In [2]:
from datasets import load_dataset
from transformers import pipeline
import transformers as trf

import re  #preprocessing
import pandas as pd  #data handling
from time import time  #time-to-run
from collections import defaultdict  #word frequency

import spacy  #preprocessing/tokenization

import logging  #gensim logging
logging.basicConfig(format="%(levelname)s - %(asctime)s: %(message)s", datefmt= '%H:%M:%S', level=logging.INFO)

from tqdm import tqdm

import matplotlib.pyplot as plt

from sklearn.feature_extraction import text as sktext

import scipy as sp
import numpy as np

import sklearn as sk
from sklearn.feature_extraction.text import TfidfVectorizer, CountVectorizer

import gensim
from gensim.models import Word2Vec, Doc2Vec
from joblib import dump, load

In [3]:
from datasets import load_dataset

# dataset = load_dataset("cnn_dailymail", "3.0.0", split='train')
# dataset = dataset.shard(num_shards=10, index=0)
# dataset = dataset.remove_columns("id")
test_dataset = load_dataset("cnn_dailymail", "3.0.0", split='test')
test_dataset = test_dataset.shard(num_shards=10, index=0)
test_dataset = test_dataset.remove_columns("id")



In [4]:
from transformers import DataCollatorForSeq2Seq, AutoTokenizer, AutoModelForSeq2SeqLM, Seq2SeqTrainingArguments, Seq2SeqTrainer
import evaluate

rouge = evaluate.load("rouge")

In [5]:
MODEL_PATH = "./t5-small/"

In [6]:
tokenizer = AutoTokenizer.from_pretrained(MODEL_PATH)

In [7]:
data_collator = DataCollatorForSeq2Seq(tokenizer=tokenizer, model=MODEL_PATH)

src: 
- https://huggingface.co/docs/transformers/tasks/summarization
- https://huggingface.co/docs/transformers/v4.27.2/en/main_classes/data_collator

In [69]:
prefix = "summarize: "

def preprocess_function(examples):
    inputs = [prefix + doc for doc in examples["article"]]
    model_inputs = tokenizer(inputs, max_length=2048, truncation=True)

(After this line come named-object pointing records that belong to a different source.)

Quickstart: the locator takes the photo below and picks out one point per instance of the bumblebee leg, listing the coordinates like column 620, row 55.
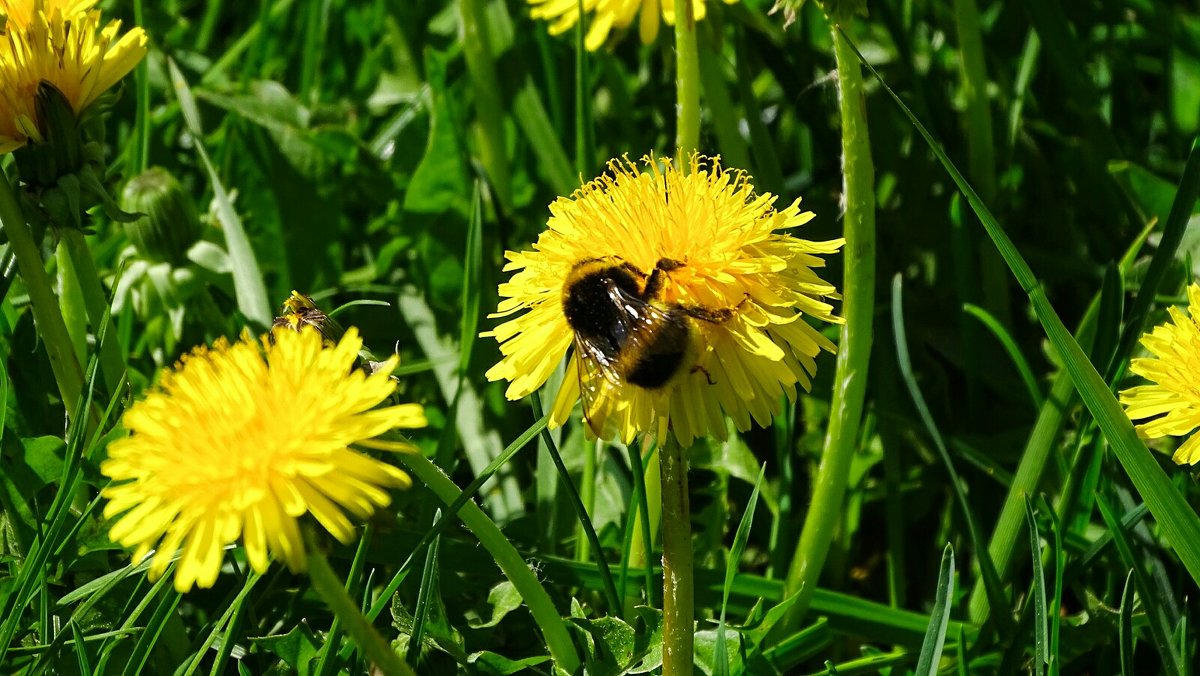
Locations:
column 654, row 283
column 714, row 316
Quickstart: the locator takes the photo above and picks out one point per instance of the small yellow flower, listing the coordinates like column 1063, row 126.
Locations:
column 683, row 295
column 611, row 15
column 1173, row 401
column 59, row 42
column 243, row 441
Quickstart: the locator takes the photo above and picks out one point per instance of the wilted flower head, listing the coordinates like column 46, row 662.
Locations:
column 682, row 293
column 1170, row 405
column 243, row 440
column 611, row 15
column 60, row 43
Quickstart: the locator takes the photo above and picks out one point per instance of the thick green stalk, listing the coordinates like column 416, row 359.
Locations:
column 360, row 629
column 96, row 304
column 687, row 82
column 71, row 305
column 489, row 103
column 855, row 347
column 45, row 304
column 678, row 612
column 507, row 556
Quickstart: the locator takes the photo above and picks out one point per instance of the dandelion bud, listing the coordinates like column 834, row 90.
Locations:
column 57, row 148
column 168, row 225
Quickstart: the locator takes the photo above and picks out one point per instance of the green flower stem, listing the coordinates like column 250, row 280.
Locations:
column 489, row 103
column 687, row 83
column 678, row 615
column 112, row 362
column 71, row 305
column 543, row 609
column 360, row 629
column 855, row 346
column 588, row 497
column 45, row 304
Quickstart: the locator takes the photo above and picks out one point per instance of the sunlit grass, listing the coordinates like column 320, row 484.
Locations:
column 1030, row 167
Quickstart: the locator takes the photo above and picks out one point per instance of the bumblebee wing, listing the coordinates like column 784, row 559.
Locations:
column 599, row 383
column 641, row 324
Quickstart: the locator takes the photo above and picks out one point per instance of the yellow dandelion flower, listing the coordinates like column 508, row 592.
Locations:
column 59, row 42
column 241, row 441
column 1173, row 402
column 19, row 13
column 682, row 294
column 611, row 15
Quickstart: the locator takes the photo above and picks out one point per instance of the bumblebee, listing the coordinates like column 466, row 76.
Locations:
column 624, row 333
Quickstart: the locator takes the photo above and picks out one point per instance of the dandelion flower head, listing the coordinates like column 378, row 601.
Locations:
column 729, row 267
column 59, row 42
column 611, row 15
column 243, row 440
column 1170, row 405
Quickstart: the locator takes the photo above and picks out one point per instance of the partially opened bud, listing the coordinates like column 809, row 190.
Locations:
column 167, row 225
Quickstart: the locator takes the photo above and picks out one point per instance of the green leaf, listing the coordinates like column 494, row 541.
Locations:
column 247, row 277
column 503, row 599
column 1125, row 636
column 439, row 183
column 295, row 648
column 43, row 455
column 495, row 664
column 708, row 652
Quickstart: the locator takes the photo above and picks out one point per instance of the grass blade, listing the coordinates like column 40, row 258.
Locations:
column 1179, row 522
column 1014, row 352
column 739, row 545
column 1164, row 256
column 939, row 620
column 1159, row 626
column 991, row 580
column 581, row 512
column 247, row 277
column 1039, row 593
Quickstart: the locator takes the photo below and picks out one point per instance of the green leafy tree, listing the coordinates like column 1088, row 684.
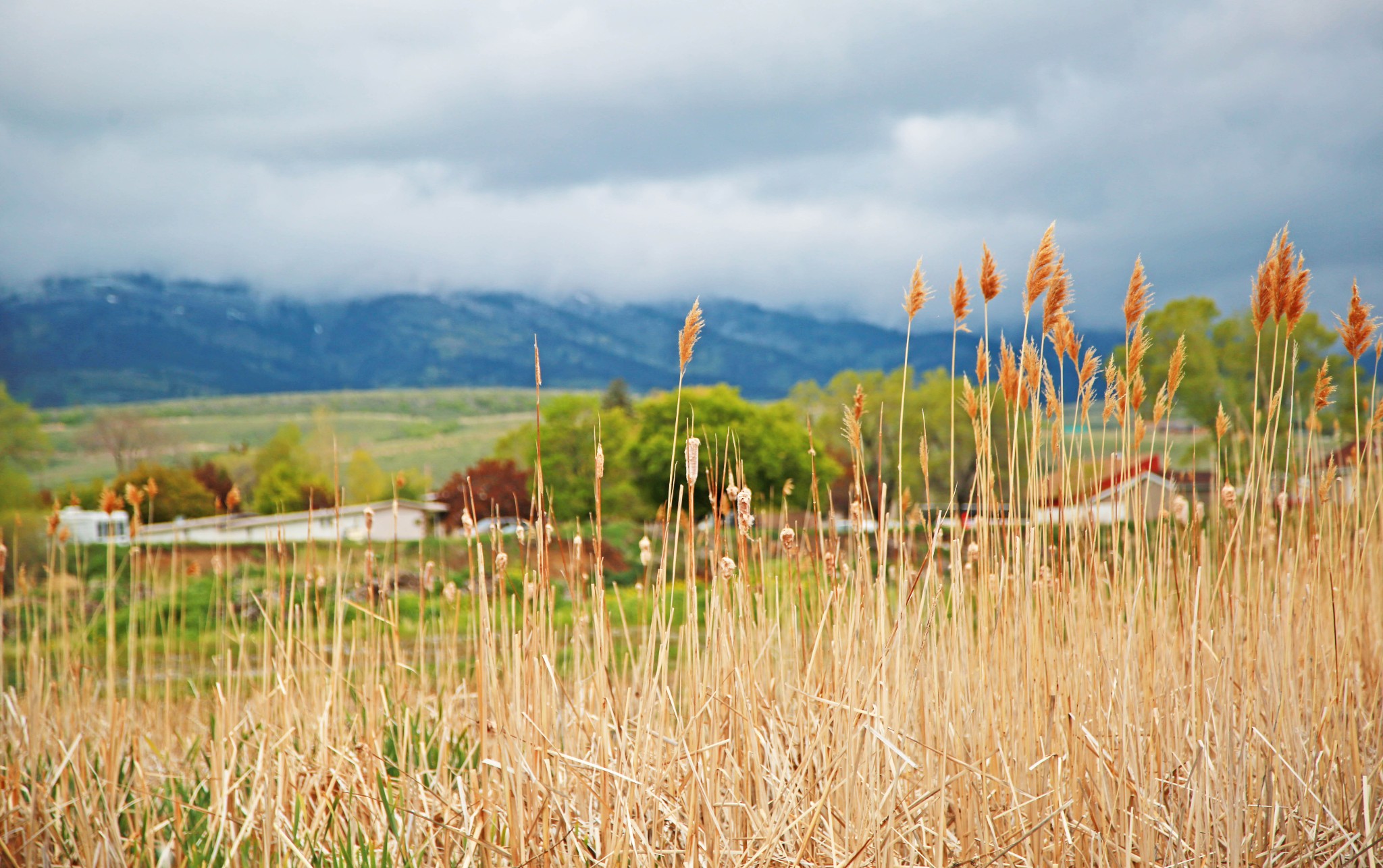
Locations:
column 768, row 440
column 180, row 494
column 285, row 477
column 570, row 425
column 22, row 447
column 365, row 481
column 1223, row 353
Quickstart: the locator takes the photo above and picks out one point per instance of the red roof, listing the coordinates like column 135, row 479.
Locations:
column 1118, row 477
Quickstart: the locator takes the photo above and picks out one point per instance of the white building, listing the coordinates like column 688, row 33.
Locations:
column 413, row 522
column 1137, row 493
column 95, row 526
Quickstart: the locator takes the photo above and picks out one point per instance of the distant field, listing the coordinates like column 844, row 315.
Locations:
column 439, row 430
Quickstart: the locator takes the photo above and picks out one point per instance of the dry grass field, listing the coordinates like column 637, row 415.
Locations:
column 1183, row 687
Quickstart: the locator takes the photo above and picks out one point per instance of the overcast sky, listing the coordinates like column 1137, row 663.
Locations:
column 800, row 154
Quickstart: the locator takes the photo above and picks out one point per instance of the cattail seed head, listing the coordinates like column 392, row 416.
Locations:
column 1065, row 339
column 694, row 451
column 1222, row 423
column 1136, row 300
column 991, row 279
column 1182, row 510
column 743, row 517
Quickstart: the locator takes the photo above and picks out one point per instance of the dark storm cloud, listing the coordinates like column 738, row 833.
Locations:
column 791, row 153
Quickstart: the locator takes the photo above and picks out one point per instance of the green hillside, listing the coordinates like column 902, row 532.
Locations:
column 434, row 430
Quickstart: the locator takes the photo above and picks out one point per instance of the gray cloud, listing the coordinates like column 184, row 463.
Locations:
column 793, row 153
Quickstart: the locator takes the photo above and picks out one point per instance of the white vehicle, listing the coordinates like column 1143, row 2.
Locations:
column 95, row 526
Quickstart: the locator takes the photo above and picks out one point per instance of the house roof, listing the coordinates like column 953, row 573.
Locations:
column 252, row 520
column 1116, row 474
column 1349, row 454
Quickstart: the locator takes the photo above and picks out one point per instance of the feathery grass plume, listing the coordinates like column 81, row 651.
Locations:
column 960, row 296
column 1324, row 387
column 1007, row 372
column 851, row 427
column 1089, row 367
column 1282, row 274
column 991, row 278
column 689, row 335
column 1295, row 295
column 1139, row 346
column 1176, row 368
column 1161, row 406
column 1058, row 294
column 1032, row 367
column 1228, row 498
column 917, row 292
column 1067, row 340
column 1039, row 269
column 1264, row 302
column 1137, row 391
column 1327, row 481
column 694, row 452
column 1359, row 327
column 1115, row 391
column 1137, row 299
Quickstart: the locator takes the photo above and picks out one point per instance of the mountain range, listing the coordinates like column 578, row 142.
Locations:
column 140, row 337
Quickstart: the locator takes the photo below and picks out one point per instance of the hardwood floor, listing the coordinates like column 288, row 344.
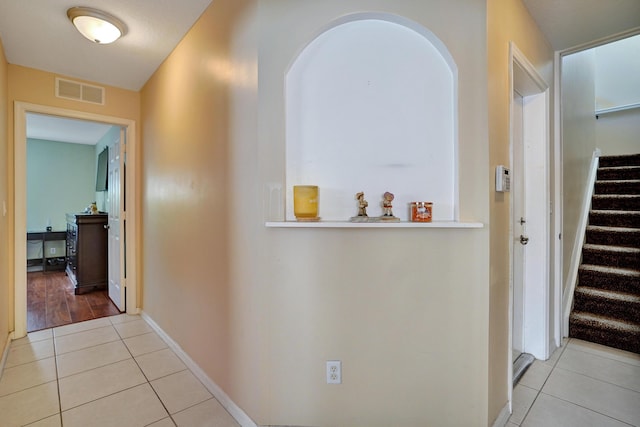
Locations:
column 51, row 302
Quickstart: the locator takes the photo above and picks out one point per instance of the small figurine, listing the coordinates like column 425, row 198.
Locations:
column 386, row 204
column 387, row 213
column 362, row 209
column 362, row 204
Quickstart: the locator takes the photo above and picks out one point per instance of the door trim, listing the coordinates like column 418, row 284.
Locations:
column 543, row 316
column 20, row 203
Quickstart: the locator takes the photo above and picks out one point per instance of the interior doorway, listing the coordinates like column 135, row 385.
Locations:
column 20, row 280
column 68, row 162
column 530, row 227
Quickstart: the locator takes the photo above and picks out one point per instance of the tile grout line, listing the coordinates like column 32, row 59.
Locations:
column 145, row 375
column 55, row 358
column 562, row 348
column 587, row 408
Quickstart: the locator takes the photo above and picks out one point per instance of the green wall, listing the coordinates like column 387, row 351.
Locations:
column 61, row 178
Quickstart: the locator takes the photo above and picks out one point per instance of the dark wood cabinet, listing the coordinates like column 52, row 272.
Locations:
column 87, row 251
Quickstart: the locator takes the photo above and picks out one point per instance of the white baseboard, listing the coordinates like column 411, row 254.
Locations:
column 5, row 352
column 576, row 254
column 238, row 414
column 503, row 418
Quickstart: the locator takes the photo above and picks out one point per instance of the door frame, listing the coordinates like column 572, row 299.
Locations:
column 20, row 204
column 541, row 293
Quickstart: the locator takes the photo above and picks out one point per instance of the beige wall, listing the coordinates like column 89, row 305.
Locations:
column 6, row 304
column 578, row 144
column 617, row 133
column 262, row 309
column 38, row 87
column 508, row 21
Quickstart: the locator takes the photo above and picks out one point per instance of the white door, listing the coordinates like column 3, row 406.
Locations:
column 115, row 195
column 518, row 225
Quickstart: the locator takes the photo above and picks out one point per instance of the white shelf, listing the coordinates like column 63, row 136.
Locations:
column 349, row 224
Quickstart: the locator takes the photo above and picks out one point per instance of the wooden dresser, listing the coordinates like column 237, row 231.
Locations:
column 87, row 251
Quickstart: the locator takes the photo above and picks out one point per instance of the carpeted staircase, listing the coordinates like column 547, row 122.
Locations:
column 606, row 307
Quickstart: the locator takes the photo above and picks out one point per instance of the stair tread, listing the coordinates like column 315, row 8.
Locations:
column 630, row 272
column 613, row 229
column 627, row 326
column 616, row 196
column 611, row 248
column 611, row 295
column 618, row 167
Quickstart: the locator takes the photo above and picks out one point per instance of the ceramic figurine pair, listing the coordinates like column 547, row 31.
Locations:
column 387, row 213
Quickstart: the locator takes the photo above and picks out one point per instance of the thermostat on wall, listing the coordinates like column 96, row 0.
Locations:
column 503, row 179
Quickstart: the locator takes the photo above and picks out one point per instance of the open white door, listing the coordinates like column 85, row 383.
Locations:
column 518, row 224
column 116, row 216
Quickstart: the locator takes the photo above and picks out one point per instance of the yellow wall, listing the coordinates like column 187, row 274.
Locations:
column 262, row 309
column 508, row 20
column 38, row 87
column 6, row 305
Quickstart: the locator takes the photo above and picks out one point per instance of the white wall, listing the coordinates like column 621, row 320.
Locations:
column 578, row 143
column 400, row 308
column 617, row 73
column 619, row 132
column 61, row 178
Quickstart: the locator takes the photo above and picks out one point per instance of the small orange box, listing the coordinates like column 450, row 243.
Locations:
column 421, row 211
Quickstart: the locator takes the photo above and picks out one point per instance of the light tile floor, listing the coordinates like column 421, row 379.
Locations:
column 112, row 371
column 581, row 385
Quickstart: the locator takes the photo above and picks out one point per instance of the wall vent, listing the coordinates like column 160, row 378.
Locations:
column 77, row 91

    labels = tokenizer(text_target=examples["highlights"], max_length=256, truncation=True, return_tensors='pt')

    model_inputs["labels"] = labels["input_ids"]
    return model_inputs

In [8]:
def compute_metrics(eval_pred):
    predictions, labels = eval_pred
    decoded_preds = tokenizer.batch_decode(predictions, skip_special_tokens=True)
    labels = np.where(labels != -100, labels, tokenizer.pad_token_id)
    decoded_labels = tokenizer.batch_decode(labels, skip_special_tokens=True)

    result = rouge.compute(predictions=decoded_preds, references=decoded_labels, use_stemmer=True)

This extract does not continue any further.